1時限目が終わって、教室を覗きに来たけど、苺の姿はなく、中野に聞いた。

昨日から、何度も電話とメールを送っているのに、返事はなくて…朝も待っていたのに、苺は来なかった。

「苺なら、階段から落ちて…保健室」
「はっ!?」

予想外の答えに、俺は驚く。

「うん、頭打ったみたいなんだけど…」

“頭を打った”

その言葉に、恐怖を覚える。

だけど、続けられた中野の言葉は、もっと予想外だった。

「うーん…気絶したって言うか…寝てるよ」

「………寝てんの?」
「うん。

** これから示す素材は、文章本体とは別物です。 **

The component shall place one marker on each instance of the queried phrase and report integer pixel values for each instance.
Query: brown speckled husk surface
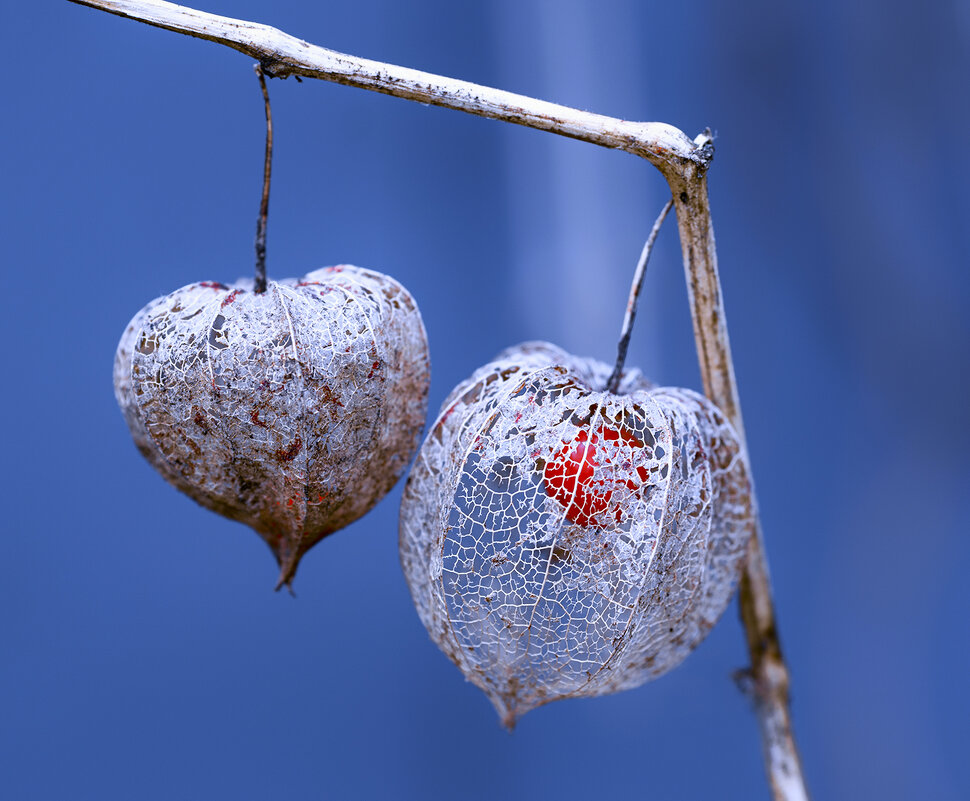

まぁ、行ったら分かるから」

中野は苦笑しながら、俺の背中を軽く押す。

「行ってみる、ありがと」
「苺に優しくしてあげて♪…あ、先客居るけどね!」
「先客?」
「それも行ったら分かるから♪」
中野はイタズラに笑った。

先客…誰だろうか?
頭に浮かんだのは、あの男だったけど、すぐに消す。

俺…どこまで嫉妬深いんだよ。

それより、大事に至らなくて良かった。

“寝てる”と、聞いて驚いたけど、同時に安心した。


静かな保健室のドアを、なるべく音を立てないように開ける。

「あら…どうかした?」

優しそうなおばちゃんって顔の、保健室の先生が静かに聞いた。

「あの、津田さんって来てますか?」
「あぁ…そこのベッドで寝てるわよ」

3つ並んだベッド。
その一番窓際のカーテンが、閉められていた。